Artificial intelligence, metaverse both priorities
Earlier today, after talking extensively about artificial intelligence during his prepared speech given to analysts, Zuckerberg felt the need to set the record straight, and remind people how passionate he’s called the future of social interaction through digital technologies.
“Beyond AI, the other major technology wave that we’re focused on is the metaverse,” said Zuckerberg. “A narrative has developed that we’re somehow moving away from focusing on the metaverse vision. I just want to say upfront that is not accurate.”
If Meta was to pull back from, or table, its metaverse ambitions it would likely be welcome news for many many shareholders. Reality Labs lost $4 billion in the first quarter of this year. It lost nearly $14 billion in 2022. And there’s more to come.
The bleeding will not only continue throughout the year, this year’s losses will top 2022’s, Meta said in a statement. “We continue to expect Reality Labs operating losses to increase year-over-year in 2023,” it said.
Outside of the metaverse, all is well for Meta
Thanks to cost cutting, a drive towards greater efficiency and steady growth Meta’s “Family of Apps” business, which includes Facebook, Instagram, Messenger and WhatsApp, the company beat analysts’ estimates on Wednesday when it reported $28.6 billion in revenue for the fiscal quarter ending in March.
Compare that to Reality Labs generating $339 million in revenue during the three-month period, which was more than half what the division posted a year ago. But Zuckerberg said there has been some good news on the metaverse front, which he said is a “long-term project.”
During the call, Zuckerberg noted some metaverse-adjacent milestones. “More than a billion Meta avatars have been created,” he said. “More than half of Quest daily actives spend more than an hour using their device.”

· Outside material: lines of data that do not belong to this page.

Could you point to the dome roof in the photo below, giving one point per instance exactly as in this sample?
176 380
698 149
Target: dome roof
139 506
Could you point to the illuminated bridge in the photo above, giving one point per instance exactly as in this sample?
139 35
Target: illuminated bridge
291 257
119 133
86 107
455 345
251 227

The Quest is a line of virtual-reality googles sold by Meta.
Horizon Worlds vs. Roblox
Horizon Worlds, however, has by most measures been an unmitigated disaster. Earlier this year, the Wall Street Journal reported Meta is hoping to attract younger users between the ages of 13 and 17 as the total number of people using the platform barely exceeds 200,000.

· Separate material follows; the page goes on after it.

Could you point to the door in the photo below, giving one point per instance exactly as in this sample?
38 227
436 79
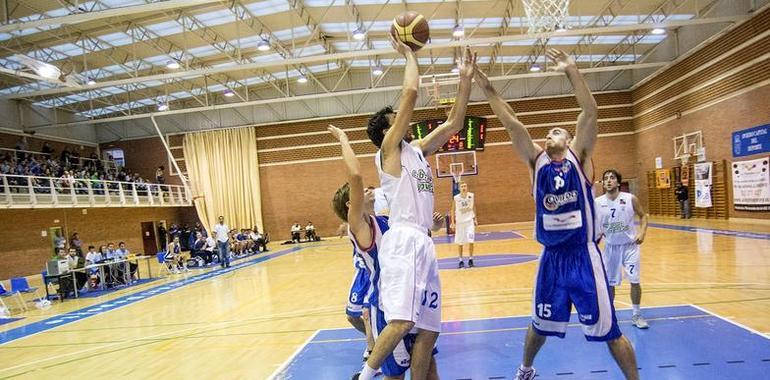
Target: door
149 242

Meanwhile, the Roblox platform, also a multiplayer virtual world but one that is popular among younger consumers attracted an average of 65 million daily users in January of this year.
This time last year Zuckerberg promised to deliver a web version of Horizon Worlds by the end of 2022, which would allow users to access the platform as they do Roblox and other metaverse-y platforms like Fortnite and Minecraft.
“We plan to launch a web version of Horizon later this year that will make it easy for people to step into metaverse experiences from a lot more platforms,” he said on a call with analysts last April.
Nearly three months into 2023, Meta has yet to deliver.